The LA Times has an op-ed by Lex Rivers today with this title:
Why is it so hard to get healthcare as a trans cancer patient?
Nothing could have prepared me for what I was about to endure as a trans cancer patient. The abusive treatment I have experienced makes clear how having cancer and being trans are stigmatized in our healthcare system.
Rivers, who lives in the Bay Area, was diagnosed with a rare eye cancer at age 26:
Panic at the “C” word barred me from access to transition-related care. Once they learned I had cancer, some providers suggested discontinuing my hormones without offering any medical justification to explain how this would support my health. One provider told me I needed to start taking antidepressants because I was “emotional” and that if I did not, they would stop prescribing my hormone therapy. As a result, I was coerced into taking psychiatric medication I did not want.
....The discomfort and hostility came from not just doctors, but also nurses and other health professionals who participated in my care, such as technicians for my MRI and CT scans. The dehumanizing discrimination I dealt with included having my clothes tugged and being told I was dressing inappropriately for wearing a skirt.
It is really and truly not my goal to minimize Rivers's experience, but once she makes this public it's fair to offer criticism. And I have a problem with it: Rivers never really demonstrates that she suffered "abusive" treatment or anything close to it. Let's run it down:
- Within the trans medical community, some doctors suggested she discontinue hormones "without offering any medical justification." Maybe so. But as a cancer patient myself, I'm keenly aware that doctors are sensitive to how little we know about chemotherapy and how it affects different people. Suggesting a conservative approach to the intersection of two big, whole-body therapies—chemo and hormones—isn't uncommon. Sometimes there are things that have to be put on hold until chemo is over.
- Another doctor suggested antidepressants. I have no idea if this was justified in Rivers's case. But again, it's a very common suggestion for cancer patients, who unsurprisingly suffer from high rates of depression.

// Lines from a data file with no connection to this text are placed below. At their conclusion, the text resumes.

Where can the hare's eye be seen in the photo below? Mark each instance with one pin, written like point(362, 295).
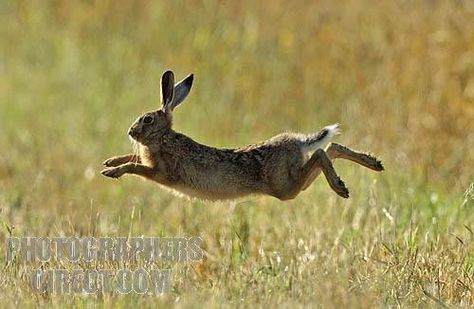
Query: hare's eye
point(148, 119)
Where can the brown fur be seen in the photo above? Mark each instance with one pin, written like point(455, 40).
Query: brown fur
point(281, 167)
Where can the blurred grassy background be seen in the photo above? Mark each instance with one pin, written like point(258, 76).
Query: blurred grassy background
point(398, 76)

- During her cancer treatment, her clothes were tugged. And one time she was told she had dressed inappropriately for wearing a skirt. This doesn't really make sense and as written it sounds almost frivolous. What's the bigger story here?
I wouldn't write about this if I disagreed with some of it but didn't think it caused any harm. But I'm afraid it might. As written, this piece uses sweepingly radical language—abusive, dehumanizing, hostile, stigmatized, structural violence—to describe things that seem pretty ordinary to anyone who's gone through cancer treatment. I've had doctors refuse to prescribe sleeping meds even though they know that corticosteroids (dexamethasone in my case) play hob with sleep. I've had doctors who recommended demanding lifestyle and diet changes that I later learned were entirely unnecessary. I've become weepy and emotional and ended up taking antidepressants. I've had my treatments changed with no warning. I've become blindingly angry over some of the ways I was treated—sometimes justified, other times, in retrospect, an overreaction caused by the fatigue of chemo and poor sleep.
Needless to say, I'm male, white, cis, hetero, middle class, conventionally abled, and pretty much everything else society codes as normal.
In a lot of ways, the medical system sucks. In other ways it's great. Eventually I found a doctor who had sensible ideas about how to treat steroid-induced insomnia. Nurses clued me in on how best to deal with pharmacies. My current oncologist has been completely supportive and helpful about getting me onto the waiting list for CAR-T treatments. I continue to take antidepressants because that turned out to be a good idea.
In other words, Rivers's essay describes a lot of stuff that might not be related to her trans status at all. Without better evidence of abusive treatment and stigmatizing attitudes, this comes across as routine irritation about medical care that's been lightly overhauled in the service of trans activism. Aside from lefties who are eager to believe it regardless, I suspect most people will come away from this essay thinking that trans people are just willing to complain about anything. That doesn't help anyone.